[FOCUS] Un parchemin de réception maçonnique de 1804

En mai 2022, les Archives départementales de la Guadeloupe ont fait l’acquisition d’un fonds d’archives exceptionnel permettant de documenter un pan de l’histoire de la franc-maçonnerie sur l’île. Ce fonds est centré sur la personne de Jean Jacques Thérèse Laforgue de Bellegarde (1752-1822) et sur son activité au sein de la loge Saint-Jean d’Écosse, sise à Basse-Terre, au tout début du XIXe siècle. Parmi la diversité de documents que présente ce fonds, on distingue un ensemble de six brefs et certificats maçonniques qui permettent de retracer partiellement le parcours de Bellegarde au sein de la franc-maçonnerie, de 1786 à 1806.

Le document dont il est ici question est un bref de réception de Bellegarde comme « chevalier de l’aigle, parfait et souverain prince maçon libre ». Il lui fut délivré à l’orient de la Basse-Terre en Guadeloupe. Il s’agit d’un document manuscrit rédigé sur parchemin. Il est scellé d’un cachet de cire rouge sur papier monté sur deux bandes de soie rouge et noire. Ce document est de taille assez importante (44×43 cm).

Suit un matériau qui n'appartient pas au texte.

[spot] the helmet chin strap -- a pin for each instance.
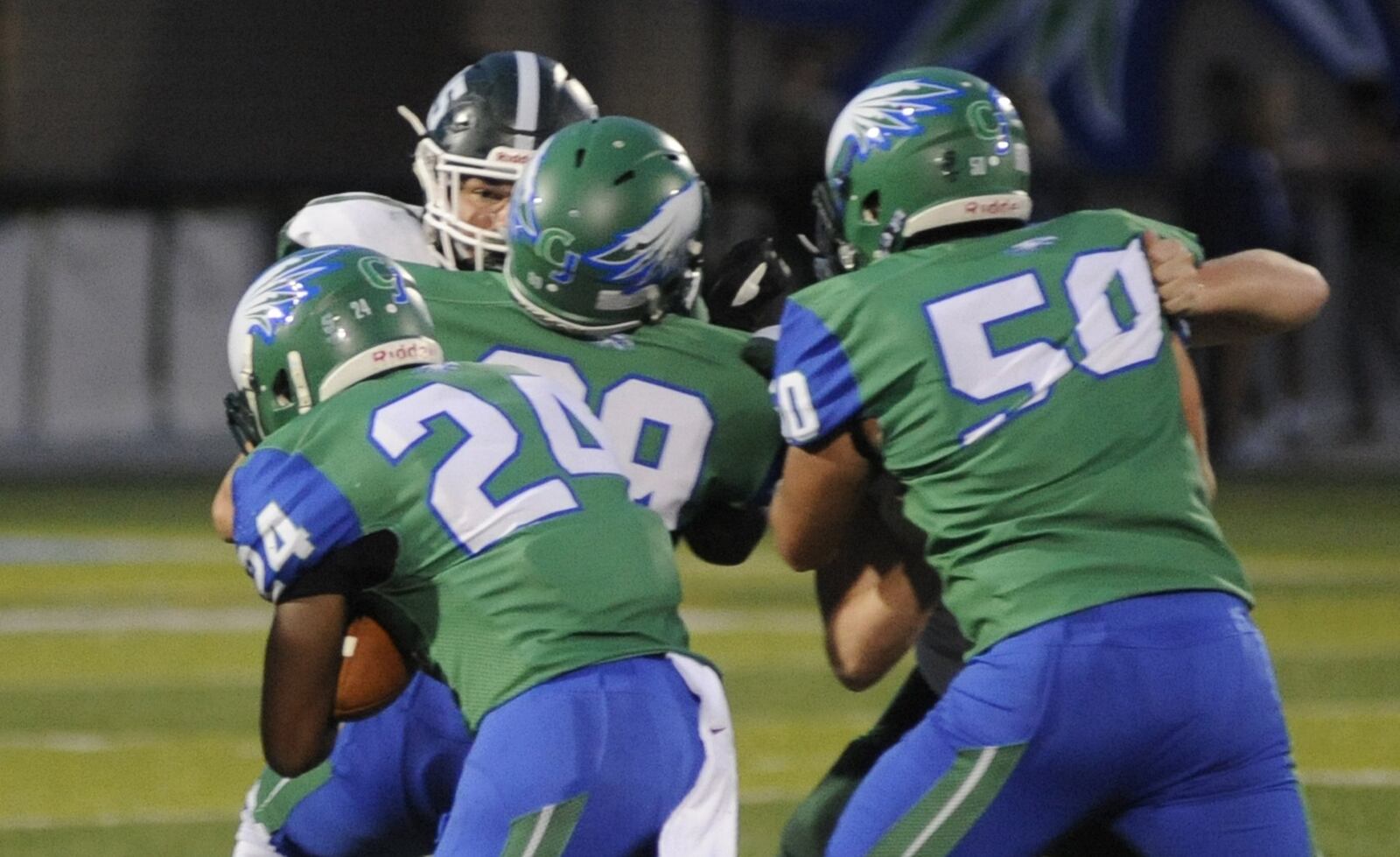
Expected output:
(892, 237)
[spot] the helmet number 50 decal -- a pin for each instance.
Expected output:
(976, 370)
(662, 432)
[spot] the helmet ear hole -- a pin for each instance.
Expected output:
(870, 207)
(282, 388)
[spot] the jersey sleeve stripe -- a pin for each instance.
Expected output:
(809, 349)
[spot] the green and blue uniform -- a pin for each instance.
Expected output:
(696, 429)
(522, 576)
(1026, 397)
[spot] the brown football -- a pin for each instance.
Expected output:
(373, 671)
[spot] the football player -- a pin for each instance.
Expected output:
(473, 142)
(1022, 387)
(611, 216)
(485, 518)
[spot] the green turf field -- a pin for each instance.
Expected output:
(132, 653)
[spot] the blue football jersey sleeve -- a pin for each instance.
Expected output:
(812, 380)
(287, 517)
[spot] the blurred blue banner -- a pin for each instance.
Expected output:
(1098, 60)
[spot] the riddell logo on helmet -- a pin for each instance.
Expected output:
(987, 209)
(410, 352)
(508, 156)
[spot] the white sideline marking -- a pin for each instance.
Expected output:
(720, 621)
(102, 742)
(95, 621)
(1354, 777)
(109, 551)
(121, 819)
(1383, 777)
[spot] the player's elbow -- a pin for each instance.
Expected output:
(802, 551)
(290, 756)
(221, 516)
(853, 667)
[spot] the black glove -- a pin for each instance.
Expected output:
(242, 425)
(753, 280)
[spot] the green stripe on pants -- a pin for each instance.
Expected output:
(277, 796)
(934, 825)
(546, 832)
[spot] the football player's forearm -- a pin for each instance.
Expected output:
(1253, 293)
(301, 668)
(818, 497)
(872, 625)
(221, 509)
(1194, 408)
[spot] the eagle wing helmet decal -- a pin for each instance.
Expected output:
(658, 248)
(881, 114)
(270, 303)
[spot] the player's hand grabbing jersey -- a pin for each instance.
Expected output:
(518, 555)
(1026, 395)
(385, 226)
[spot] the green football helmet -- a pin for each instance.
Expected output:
(604, 230)
(919, 150)
(317, 322)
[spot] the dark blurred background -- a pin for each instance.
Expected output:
(150, 150)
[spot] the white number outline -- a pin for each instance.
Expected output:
(641, 478)
(462, 503)
(1105, 355)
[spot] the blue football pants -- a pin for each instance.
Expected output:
(392, 779)
(592, 763)
(1158, 712)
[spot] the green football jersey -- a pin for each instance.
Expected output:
(693, 423)
(520, 553)
(1028, 399)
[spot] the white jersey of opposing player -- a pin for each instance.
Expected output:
(382, 224)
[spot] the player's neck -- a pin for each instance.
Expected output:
(958, 231)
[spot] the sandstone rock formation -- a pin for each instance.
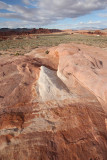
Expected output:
(53, 107)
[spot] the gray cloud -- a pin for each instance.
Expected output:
(44, 12)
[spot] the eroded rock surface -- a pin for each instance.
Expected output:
(47, 114)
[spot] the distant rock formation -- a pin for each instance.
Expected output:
(53, 106)
(25, 31)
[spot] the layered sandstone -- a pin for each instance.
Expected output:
(52, 107)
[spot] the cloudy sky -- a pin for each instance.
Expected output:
(62, 14)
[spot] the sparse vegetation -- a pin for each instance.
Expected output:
(26, 45)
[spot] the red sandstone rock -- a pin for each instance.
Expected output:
(48, 117)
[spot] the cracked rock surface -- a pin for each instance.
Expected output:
(53, 107)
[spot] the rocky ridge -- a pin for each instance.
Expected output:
(53, 106)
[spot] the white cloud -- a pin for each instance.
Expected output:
(44, 12)
(103, 15)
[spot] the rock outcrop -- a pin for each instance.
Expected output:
(53, 107)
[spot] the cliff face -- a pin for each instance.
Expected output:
(53, 107)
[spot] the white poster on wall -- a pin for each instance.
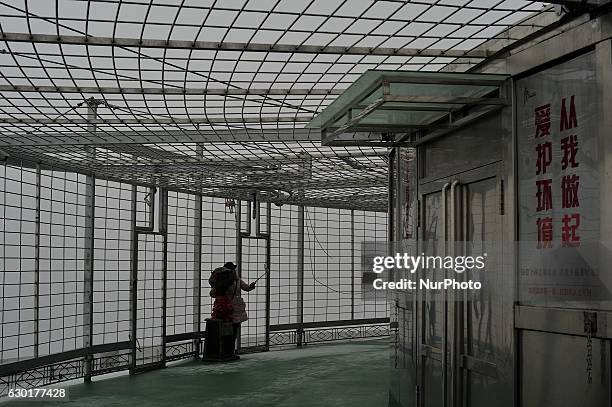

La franc-maçonnerie est une institution qui fait un grand usage de langage codé et de symboles en tous genres. On peut déjà être interpellé par la date du document : « l’an cinq mille huit cents quatre, le douzième jour du second mois ». Les maçons disposent de leur propre calendrier, lequel commence l’« Année de la Vraie Lumière », soit en 4000 av. J.-C. Par ailleurs, l’année ne débute pas au 1er janvier mais au 1er mars. Ce document date donc du 12 avril 1804. Par ailleurs, de nombreuses abréviations sont utilisées dans le corps du texte, lesquelles renvoient à un langage codé maîtrisé par les frères. Bellegarde est par exemple qualifié de « T. R. et P. F. », c’est-à-dire de « Très Respectable et Parfait Frère ». L’en-tête du document s’ouvre sur la formule « A l’O. de l’U. », qu’il faut comprendre comme « A l’Orient de l’Univers ». La ligne suivante est rédigée en alphabet maçonnique, alphabet que l’on retrouve à une occurrence dans le corps du texte.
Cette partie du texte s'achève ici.